He had a very good time, and he was enjoying himself in his devotion to a
lively young brunette whom he was making laugh with his jokes about some
of the others, when his eye was caught by a group of ladies who advanced
among the jays with something of that collective intrepidity and
individual apprehension characteristic of people in slumming. They had
the air of not knowing what might happen to them, but the adventurous
young Boston matron in charge of the girls kept on a bold front behind
her lorgnette, and swept the strange company she found herself in with an
unshrinking eye as she led her band among the promenaders, and past the
couples seated along the walls. She hesitated a moment as her glance
fell upon Jeff, and then she yielded, at whatever risk, to the comfort of
finding a known face among so many aliens. "Why, Mr. Durgin!" she called
out. "Bessie, here's Mr. Durgin," and she turned to the girl, who was in
her train, as Jeff had perceived by something finer than the senses from
the first.

He rose from the side of his brunette, whose brother was standing near,
and shook hands with the adventurous young matron, who seemed suddenly
much better acquainted with him than he had ever thought her, and with
Bessie Lynde; the others were New York girls, and the matron presented
him. "Are you going on?" she asked, and the vague challenge with the
smile that accompanied it was sufficient invitation for him.
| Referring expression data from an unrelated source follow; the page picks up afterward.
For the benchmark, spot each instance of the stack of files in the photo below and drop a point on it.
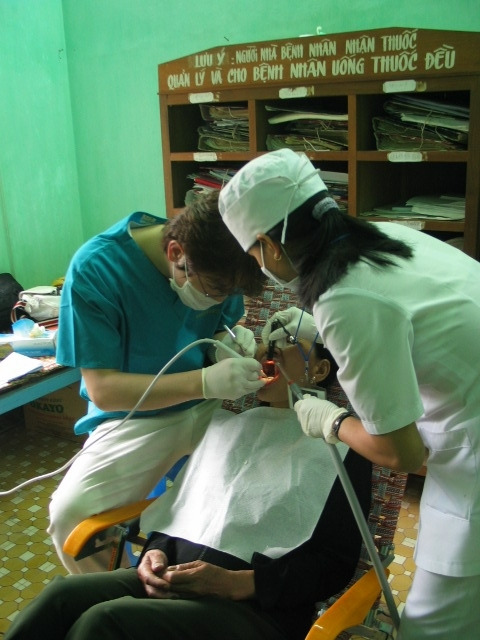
(308, 130)
(208, 179)
(432, 207)
(392, 135)
(226, 128)
(414, 124)
(337, 185)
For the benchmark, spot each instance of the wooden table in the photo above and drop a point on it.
(28, 388)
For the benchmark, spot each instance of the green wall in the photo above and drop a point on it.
(79, 120)
(40, 217)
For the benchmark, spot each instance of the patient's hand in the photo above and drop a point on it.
(198, 578)
(151, 570)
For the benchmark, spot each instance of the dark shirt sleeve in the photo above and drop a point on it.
(324, 564)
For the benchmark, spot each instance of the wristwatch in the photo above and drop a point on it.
(338, 423)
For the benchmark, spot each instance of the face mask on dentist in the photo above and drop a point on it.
(291, 284)
(190, 296)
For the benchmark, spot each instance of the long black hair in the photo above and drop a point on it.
(322, 242)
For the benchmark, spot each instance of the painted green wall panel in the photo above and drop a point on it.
(114, 47)
(39, 203)
(79, 118)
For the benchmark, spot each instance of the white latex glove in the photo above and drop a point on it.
(317, 417)
(290, 319)
(244, 343)
(232, 378)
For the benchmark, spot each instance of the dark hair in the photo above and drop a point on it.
(322, 353)
(211, 250)
(322, 249)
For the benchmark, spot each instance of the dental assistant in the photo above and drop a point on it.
(134, 296)
(400, 312)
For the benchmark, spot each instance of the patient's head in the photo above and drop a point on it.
(318, 370)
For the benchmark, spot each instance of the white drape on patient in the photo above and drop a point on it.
(254, 483)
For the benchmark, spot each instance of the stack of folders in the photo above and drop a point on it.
(226, 128)
(307, 130)
(207, 179)
(433, 207)
(418, 124)
(337, 185)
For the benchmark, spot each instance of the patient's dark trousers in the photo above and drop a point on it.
(113, 606)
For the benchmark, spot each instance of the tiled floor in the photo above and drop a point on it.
(27, 558)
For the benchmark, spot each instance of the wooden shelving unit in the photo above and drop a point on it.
(353, 73)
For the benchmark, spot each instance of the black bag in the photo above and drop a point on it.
(9, 290)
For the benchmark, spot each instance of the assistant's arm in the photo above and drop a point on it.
(401, 450)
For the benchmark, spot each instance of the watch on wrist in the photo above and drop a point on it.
(338, 423)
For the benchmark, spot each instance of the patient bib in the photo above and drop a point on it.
(254, 483)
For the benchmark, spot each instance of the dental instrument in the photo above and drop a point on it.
(358, 514)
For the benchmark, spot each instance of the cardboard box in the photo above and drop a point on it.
(56, 413)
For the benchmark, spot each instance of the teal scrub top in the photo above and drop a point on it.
(119, 312)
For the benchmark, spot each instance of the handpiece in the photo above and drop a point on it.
(270, 366)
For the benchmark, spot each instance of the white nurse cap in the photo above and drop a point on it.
(263, 192)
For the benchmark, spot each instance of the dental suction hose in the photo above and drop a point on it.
(51, 474)
(358, 514)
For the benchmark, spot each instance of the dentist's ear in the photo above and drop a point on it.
(174, 251)
(320, 370)
(270, 245)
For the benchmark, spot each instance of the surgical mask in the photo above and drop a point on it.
(190, 296)
(291, 284)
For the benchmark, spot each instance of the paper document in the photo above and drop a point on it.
(17, 365)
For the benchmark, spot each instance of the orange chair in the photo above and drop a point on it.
(360, 600)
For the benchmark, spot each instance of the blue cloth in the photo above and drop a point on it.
(119, 312)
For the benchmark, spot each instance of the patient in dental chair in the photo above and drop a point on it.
(255, 530)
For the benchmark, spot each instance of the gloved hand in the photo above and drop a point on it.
(290, 319)
(232, 378)
(317, 417)
(244, 343)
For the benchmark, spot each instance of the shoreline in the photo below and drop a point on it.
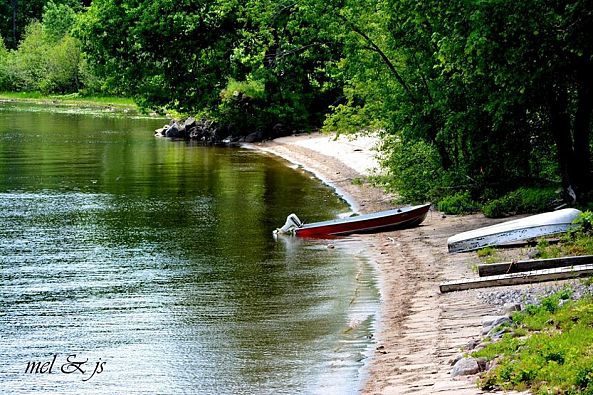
(419, 330)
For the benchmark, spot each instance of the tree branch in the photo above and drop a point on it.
(375, 48)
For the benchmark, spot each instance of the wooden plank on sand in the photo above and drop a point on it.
(518, 278)
(532, 264)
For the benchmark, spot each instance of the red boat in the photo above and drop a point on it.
(399, 218)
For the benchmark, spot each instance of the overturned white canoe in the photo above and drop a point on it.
(518, 230)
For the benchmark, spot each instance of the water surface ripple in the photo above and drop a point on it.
(152, 262)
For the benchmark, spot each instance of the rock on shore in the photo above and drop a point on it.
(206, 132)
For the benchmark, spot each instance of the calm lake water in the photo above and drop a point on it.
(130, 264)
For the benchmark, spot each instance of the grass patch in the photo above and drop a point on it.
(578, 241)
(547, 350)
(488, 255)
(358, 181)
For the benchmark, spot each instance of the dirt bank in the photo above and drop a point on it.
(420, 329)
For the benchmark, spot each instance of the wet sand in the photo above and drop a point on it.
(420, 329)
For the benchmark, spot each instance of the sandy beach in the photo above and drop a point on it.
(420, 329)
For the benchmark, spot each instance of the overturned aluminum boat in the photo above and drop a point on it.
(519, 230)
(366, 223)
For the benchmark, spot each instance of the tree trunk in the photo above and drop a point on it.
(14, 9)
(560, 125)
(582, 132)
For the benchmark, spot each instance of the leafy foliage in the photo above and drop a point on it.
(553, 357)
(469, 97)
(521, 201)
(459, 203)
(414, 170)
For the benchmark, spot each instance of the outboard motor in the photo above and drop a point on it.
(292, 222)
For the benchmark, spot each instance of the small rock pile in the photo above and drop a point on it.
(204, 131)
(533, 295)
(491, 328)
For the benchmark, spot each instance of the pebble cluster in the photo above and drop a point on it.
(534, 294)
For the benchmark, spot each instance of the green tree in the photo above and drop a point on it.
(489, 84)
(172, 54)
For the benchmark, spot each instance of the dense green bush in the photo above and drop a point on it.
(521, 201)
(459, 203)
(414, 171)
(48, 58)
(241, 105)
(3, 65)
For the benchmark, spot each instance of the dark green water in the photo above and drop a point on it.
(153, 261)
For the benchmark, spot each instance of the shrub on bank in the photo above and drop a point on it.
(521, 201)
(546, 349)
(460, 203)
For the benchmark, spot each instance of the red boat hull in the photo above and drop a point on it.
(367, 223)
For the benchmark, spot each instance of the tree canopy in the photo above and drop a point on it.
(467, 95)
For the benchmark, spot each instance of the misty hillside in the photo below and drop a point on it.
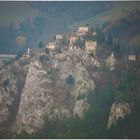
(37, 21)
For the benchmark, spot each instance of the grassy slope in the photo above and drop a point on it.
(120, 9)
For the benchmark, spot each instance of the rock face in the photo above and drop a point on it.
(118, 110)
(46, 91)
(12, 79)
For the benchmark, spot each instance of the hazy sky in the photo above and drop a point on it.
(16, 10)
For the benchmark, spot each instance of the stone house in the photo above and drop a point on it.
(59, 37)
(91, 47)
(52, 46)
(83, 29)
(72, 39)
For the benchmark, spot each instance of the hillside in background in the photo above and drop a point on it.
(40, 21)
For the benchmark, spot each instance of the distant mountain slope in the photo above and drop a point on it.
(119, 10)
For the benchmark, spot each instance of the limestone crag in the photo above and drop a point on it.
(118, 111)
(12, 79)
(46, 91)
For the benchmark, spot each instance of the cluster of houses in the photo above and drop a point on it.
(81, 34)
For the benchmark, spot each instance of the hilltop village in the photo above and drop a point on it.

"Why, I believe so," he said, and he turned to take leave of his pretty
brunette; but she had promptly vanished with her brother, and he was
spared the trouble of getting rid of her. He would have been equal to
much more for the sake of finding himself with Bessie Lynde again, whose
excitement he could see burning in her eyes, though her thick complexion
grew neither brighter nor paler. He did not know what quality of
excitement it might be, but he said, audaciously: "It's a good while
since we met!" and he was sensible that his audacity availed.

"Is it?" she asked. He put himself at her side, and he did not leave her
again till he went to dress for the struggle around the Tree. He found
himself easily included in the adventurous young matron's party. He had
not the elegance of some of the taller and slenderer men in the scholar's
gown, but the cap became his handsome face. His affair with Bessie Lynde
had given him a certain note, and an adventurous young matron, who was
naturally a little indiscriminate, might very well have been willing to
let him go about with her party. She could not know how impudent his
mere presence was with reference to Bessie, and the girl herself made no
sign that could have enlightened her. She accepted something more that
her share of his general usefulness to the party; she danced with him
whenever he asked her, and she seemed not to scruple to publish her
affair with him in the openest manner. If he could have stilled a
certain shame for her which he felt, he would have thought he was having
the best kind of time. They made no account of by-gones in their talk,
but she had never been so brilliant, or prompted him to so many of the
effronteries which were the spirit of his humor. He thought her awfully
nice, with lots of sense; he liked her letting him come back without any
fooling or fuss, and he began to admire instead of despising her for it.
Decidedly it was, as she would have said, the chicquest sort of thing.
What was the use, anyway? He made up his mind.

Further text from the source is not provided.